Mother Tree
Have you ever hugged a tree, your cheek pressed against rough bark?
Before there was a thing called forest bathing, I used to lie on my back, and look up at the sky through the trees, the one place that felt like what a cathedral should be.
It is hard to be a mother; I didn’t underestimate the work, but I probably underestimated both the joys and the inevitable suffering. When my oldest son was two, he and I took a day trip from Oaxaca City to Mitla, and on the way stopped at El Tule, one of the world’s oldest and largest trees. It is a Montezuma Cypress, perhaps 1,500-3,000 years old, with a trunk more than 35 feet in circumference. We gathered with the other tourists under its shade and examined its bark as you would a museum fresco.
He left his one-eyed blue bear stuffy under the bus seat. I went back a day or two later to the company and they magically found it for him. It was Christmas, and I was ill with bronchitis, having to argue for medicine with the pharmacist who admonished me for breastfeeding him past age two.
Our home has a giant 50-year-old honey mesquite in the front that is worryingly imprinted into the utility lines near our house (El Paso Electric trims that part). We were denied cheaper homeowners’ insurance without lopping off more branches. This mother mesquite is currently nurturing two small trees – about one and two years old – in my neighbors’ patch of grass that we tend. They grow faster than my own children, and they don’t cry when I give them haircuts. The two-year-old is now more than six feet tall.
A few years ago, our book club read Peter Wohlleben’s bestseller, “The Hidden Life of Trees,” about their social lives and communication networks. It is a mind-blowing book – akin to discovering alien life at our very feet. Conjuring some of the greatest living structures out of thin air, from a tiny seed, trees have been on this earth for 370 million years. They precede the dinosaurs. They turned a rocky, cold planet into a garden and play area.
Many traditions have grasped the spirit or anima of trees. The Greeks had the dryads; the Japanese had the Kodama. On our continent, there were the tree people, those who emerged walking from the underworld with their jewels that eventually turned into berries and acorns when they planted their roots. I think of the woman in India, who died in February at age 113, having planted over 8,000 trees, as a creative act in response to her sorrow of not being able to bear children. She was known as Mother Tree.

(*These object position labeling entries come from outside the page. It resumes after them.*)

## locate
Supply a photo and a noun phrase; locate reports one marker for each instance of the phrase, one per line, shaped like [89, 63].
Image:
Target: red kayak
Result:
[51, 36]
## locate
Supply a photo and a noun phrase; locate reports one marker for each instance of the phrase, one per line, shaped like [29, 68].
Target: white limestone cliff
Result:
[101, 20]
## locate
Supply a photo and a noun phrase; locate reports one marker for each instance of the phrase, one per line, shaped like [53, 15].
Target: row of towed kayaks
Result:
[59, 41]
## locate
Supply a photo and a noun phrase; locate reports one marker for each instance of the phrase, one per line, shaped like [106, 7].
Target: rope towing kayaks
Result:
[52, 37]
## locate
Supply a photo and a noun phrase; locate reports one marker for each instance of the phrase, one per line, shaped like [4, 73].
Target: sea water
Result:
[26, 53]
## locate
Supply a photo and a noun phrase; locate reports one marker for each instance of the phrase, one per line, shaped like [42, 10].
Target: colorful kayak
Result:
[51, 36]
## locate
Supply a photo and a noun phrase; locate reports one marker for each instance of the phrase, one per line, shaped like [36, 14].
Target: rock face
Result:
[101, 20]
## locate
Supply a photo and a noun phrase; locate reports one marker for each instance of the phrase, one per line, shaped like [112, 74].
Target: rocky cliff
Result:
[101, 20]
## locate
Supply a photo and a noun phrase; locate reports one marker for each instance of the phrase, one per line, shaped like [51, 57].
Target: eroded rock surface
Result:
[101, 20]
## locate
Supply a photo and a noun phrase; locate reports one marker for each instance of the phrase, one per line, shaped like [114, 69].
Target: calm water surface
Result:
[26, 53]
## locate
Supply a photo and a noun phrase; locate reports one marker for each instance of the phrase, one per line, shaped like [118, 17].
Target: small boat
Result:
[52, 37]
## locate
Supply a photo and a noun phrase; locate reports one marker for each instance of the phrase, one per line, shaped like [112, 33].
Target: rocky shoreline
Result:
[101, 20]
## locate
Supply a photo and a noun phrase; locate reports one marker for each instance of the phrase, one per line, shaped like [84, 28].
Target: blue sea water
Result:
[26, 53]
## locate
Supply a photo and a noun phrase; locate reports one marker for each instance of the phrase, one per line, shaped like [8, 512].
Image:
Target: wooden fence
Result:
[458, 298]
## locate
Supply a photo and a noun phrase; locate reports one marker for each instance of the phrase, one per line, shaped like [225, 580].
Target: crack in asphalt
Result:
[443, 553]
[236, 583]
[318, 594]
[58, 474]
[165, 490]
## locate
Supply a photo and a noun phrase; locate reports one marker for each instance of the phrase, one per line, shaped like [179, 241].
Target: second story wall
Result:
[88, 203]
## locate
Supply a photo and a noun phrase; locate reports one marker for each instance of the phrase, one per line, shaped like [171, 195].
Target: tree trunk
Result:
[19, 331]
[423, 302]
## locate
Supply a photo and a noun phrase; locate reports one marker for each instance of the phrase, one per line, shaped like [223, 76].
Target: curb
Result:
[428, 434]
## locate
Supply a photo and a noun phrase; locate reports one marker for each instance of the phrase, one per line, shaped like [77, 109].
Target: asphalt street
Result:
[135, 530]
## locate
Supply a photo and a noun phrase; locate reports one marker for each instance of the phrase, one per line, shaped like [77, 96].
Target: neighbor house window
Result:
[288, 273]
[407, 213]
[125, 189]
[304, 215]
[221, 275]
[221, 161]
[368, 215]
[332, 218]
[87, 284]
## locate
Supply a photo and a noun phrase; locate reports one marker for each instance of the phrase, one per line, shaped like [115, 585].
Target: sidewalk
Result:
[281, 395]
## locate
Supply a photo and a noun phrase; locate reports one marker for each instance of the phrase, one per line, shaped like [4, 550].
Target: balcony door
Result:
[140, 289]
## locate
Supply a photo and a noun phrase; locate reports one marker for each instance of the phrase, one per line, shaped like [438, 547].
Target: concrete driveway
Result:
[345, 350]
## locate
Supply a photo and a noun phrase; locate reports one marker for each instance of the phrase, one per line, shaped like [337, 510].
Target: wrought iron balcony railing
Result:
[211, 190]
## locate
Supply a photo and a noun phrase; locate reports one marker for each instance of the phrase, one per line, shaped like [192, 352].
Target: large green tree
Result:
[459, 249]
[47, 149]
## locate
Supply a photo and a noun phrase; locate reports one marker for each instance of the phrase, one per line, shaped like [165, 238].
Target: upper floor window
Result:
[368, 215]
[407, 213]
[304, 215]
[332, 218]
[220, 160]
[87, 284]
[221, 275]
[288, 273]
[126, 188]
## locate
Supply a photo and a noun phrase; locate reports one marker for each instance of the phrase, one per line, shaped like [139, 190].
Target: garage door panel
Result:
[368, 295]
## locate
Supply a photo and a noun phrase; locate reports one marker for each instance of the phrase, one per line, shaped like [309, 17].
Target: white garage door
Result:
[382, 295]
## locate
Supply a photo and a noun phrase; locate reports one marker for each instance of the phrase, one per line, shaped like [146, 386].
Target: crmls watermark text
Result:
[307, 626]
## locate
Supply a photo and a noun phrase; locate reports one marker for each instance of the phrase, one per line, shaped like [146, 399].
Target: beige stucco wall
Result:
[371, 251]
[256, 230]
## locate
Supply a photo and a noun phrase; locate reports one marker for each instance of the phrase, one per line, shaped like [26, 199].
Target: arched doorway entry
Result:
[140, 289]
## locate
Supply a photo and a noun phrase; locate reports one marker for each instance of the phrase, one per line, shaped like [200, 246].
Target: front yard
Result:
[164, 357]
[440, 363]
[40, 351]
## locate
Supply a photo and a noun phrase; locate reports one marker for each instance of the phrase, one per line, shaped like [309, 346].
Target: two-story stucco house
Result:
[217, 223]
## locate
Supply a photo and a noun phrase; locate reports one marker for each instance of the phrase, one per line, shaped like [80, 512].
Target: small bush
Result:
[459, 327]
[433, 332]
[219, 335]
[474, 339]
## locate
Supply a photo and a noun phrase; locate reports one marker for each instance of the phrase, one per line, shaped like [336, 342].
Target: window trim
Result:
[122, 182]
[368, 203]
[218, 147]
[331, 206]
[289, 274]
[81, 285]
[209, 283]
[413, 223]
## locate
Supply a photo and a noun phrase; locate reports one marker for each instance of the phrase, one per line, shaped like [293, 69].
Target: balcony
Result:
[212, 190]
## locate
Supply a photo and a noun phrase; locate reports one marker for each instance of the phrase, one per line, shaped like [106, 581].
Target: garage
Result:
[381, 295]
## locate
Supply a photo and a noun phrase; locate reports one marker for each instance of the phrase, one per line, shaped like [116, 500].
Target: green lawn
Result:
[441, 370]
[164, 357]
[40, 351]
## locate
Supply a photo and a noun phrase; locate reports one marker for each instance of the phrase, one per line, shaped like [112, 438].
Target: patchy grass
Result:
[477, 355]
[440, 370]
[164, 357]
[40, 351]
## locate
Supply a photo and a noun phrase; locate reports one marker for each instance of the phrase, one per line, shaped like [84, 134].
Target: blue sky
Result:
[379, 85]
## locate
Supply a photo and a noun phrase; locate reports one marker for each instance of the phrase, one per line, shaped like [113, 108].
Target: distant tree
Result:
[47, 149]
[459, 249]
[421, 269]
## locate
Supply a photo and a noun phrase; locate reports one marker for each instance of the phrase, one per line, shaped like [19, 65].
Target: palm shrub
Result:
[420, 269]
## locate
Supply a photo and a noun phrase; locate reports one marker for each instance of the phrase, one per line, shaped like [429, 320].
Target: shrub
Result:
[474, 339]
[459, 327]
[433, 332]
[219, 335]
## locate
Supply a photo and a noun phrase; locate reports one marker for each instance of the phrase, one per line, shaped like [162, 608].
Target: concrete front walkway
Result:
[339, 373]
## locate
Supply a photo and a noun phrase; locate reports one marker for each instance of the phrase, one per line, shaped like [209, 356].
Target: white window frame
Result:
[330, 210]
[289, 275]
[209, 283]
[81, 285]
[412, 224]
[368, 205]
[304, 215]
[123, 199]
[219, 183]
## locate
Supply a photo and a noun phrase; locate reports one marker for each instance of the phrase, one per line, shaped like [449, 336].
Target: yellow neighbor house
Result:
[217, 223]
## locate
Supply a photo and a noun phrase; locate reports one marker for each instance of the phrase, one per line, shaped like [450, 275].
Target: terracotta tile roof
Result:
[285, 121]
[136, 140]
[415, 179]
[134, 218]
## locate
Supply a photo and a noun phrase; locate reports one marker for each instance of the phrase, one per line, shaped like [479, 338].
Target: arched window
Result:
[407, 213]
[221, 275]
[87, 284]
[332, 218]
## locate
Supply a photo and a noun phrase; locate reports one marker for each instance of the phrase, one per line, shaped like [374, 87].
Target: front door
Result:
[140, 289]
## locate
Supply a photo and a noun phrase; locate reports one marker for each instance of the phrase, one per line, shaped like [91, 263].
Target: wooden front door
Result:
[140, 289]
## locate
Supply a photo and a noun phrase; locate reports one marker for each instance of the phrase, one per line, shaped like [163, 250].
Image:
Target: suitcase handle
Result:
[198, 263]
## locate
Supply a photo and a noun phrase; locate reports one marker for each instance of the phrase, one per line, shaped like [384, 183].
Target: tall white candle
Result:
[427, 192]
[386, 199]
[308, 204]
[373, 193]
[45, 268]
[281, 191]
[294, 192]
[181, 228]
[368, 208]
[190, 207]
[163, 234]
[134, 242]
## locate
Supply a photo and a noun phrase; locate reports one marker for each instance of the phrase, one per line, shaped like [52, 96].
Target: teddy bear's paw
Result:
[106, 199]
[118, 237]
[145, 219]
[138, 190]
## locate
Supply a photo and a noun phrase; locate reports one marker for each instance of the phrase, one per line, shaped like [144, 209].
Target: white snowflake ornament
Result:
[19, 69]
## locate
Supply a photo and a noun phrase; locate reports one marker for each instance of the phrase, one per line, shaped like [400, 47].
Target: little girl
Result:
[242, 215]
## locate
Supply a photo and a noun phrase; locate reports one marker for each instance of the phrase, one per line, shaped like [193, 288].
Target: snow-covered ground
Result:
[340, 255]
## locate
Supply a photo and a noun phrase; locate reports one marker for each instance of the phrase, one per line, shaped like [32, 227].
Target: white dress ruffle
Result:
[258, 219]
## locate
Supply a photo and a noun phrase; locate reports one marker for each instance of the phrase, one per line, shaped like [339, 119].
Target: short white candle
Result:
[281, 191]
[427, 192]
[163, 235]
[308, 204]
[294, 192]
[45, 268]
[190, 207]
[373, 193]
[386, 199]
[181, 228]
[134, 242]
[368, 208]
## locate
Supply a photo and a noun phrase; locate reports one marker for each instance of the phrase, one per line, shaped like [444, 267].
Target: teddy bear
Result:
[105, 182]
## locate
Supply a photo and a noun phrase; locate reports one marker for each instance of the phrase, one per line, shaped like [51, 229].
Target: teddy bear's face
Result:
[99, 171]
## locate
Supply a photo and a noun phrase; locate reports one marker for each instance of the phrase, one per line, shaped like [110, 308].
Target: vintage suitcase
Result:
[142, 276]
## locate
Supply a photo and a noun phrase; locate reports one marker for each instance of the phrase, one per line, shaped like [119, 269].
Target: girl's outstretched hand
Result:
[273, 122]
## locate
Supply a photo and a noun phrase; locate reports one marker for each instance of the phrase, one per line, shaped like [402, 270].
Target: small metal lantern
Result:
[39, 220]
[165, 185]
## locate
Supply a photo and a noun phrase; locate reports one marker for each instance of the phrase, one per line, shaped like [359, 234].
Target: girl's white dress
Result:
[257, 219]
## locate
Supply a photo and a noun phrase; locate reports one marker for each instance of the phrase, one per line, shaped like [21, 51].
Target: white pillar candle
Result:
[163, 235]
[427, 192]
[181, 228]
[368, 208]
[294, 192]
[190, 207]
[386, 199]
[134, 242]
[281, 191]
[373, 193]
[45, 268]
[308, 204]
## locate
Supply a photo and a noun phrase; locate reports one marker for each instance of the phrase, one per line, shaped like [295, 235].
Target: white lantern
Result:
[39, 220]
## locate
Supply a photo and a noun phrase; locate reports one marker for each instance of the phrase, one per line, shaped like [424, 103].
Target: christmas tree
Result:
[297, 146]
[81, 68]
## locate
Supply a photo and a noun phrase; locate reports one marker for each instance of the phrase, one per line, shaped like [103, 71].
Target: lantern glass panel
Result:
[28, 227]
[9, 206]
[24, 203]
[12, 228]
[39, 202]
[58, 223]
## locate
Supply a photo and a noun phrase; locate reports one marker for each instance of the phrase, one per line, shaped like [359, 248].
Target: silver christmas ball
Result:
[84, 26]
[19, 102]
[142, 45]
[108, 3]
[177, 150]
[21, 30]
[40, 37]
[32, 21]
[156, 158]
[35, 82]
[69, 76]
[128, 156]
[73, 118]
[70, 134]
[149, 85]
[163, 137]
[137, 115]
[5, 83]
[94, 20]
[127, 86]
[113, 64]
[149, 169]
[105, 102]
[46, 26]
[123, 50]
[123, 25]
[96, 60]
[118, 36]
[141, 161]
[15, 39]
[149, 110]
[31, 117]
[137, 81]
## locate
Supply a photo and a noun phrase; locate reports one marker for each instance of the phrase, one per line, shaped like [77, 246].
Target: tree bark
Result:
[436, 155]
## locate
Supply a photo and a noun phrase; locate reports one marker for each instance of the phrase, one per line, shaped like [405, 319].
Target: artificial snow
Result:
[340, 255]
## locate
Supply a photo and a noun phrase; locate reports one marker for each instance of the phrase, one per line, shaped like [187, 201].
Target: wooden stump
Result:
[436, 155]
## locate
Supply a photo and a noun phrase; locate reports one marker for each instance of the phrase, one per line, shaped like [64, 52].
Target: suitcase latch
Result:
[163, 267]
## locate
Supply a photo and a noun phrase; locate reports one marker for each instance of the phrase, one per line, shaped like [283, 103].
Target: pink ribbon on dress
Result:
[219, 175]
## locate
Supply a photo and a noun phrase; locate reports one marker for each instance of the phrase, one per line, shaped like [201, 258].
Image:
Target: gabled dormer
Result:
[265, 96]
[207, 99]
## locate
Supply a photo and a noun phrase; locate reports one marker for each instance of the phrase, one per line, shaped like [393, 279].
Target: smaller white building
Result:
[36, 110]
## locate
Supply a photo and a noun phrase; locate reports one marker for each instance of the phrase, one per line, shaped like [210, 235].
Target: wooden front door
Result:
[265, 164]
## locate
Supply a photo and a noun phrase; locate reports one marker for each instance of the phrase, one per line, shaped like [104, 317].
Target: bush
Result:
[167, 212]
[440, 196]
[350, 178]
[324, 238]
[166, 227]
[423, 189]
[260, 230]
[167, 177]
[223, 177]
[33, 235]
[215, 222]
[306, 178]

My parents used to name our trees. They still have Henrietta, the yaupon holly, and Samson, the stone pine. It hurts me to see them removed; it feels like the death of a pet. Each year we plant our Christmas tree somewhere else; this year, I had to remove a small Texas Mountain Laurel volunteer, with its deep root. I carefully dug as deeply as possible, but it still lost its leaves, and I thought it must be dead. But trees carry the inner strength of mothers, and this spring, it emerged with a new shoot from the base. I’ll see if I can tend it well enough to transfer it back to the ground.
My own mother is much more protective of my children than she ever was of me – I have fond memories of being 30 feet up in a mulberry, spying on my extended family, every now and then dropping a little berry down through the canopy. I spent a good portion of my childhood outside, climbing in trees, getting scratched up. But I never fell.
We go to the Sacramento Mountains in January, to see the dwindling snow patches, and my youngest scampers straight up into a pine with almost no handholds. My mother is unsure how he can get down.
I tell her, he will be fine.
Yes, we have to learn to let go.
And nobody falls from trees. They hold onto you and protect you.
The day before Mother’s Day, I called the Paso Del Norte Beekeepers Association to inquire about moving a honeybee hive that had taken residence, after a four-year hiatus, in my water meter. They had protection, ventilation, and easy access to the bright yellow palo verde flowers overhead. My kids came over to watch, as the husband-wife team, dressed in full beekeeping regalia, vacuumed approximately 20-30,000 bees into a five-gallon paint container, for careful transport to their farm in Canutillo. They captured the queen; they let my boys hold the drone bees that had no stinger. We each put our ear up to the plastic container; it hummed with angry energy. We felt overwhelming relief they would be saved.
We humans like to think we’re separate from this web of life surrounding us. Or on top of life’s hierarchy. So far, we’re just a flash in this planet’s evolutionary surprises. Perhaps that’s why these old souls, the pines and beeches, the ferns and reeds, are so soothing.







I SO love the bee story! And I will remember that woman in India too. Thank you for your tender Earth mothering, Vanessa.
Thanks for the treet. When I lived in Miami Beach as an adolescent we climbed the banyan (I think) trees in the park. The tops were intertwined so we never had to come down.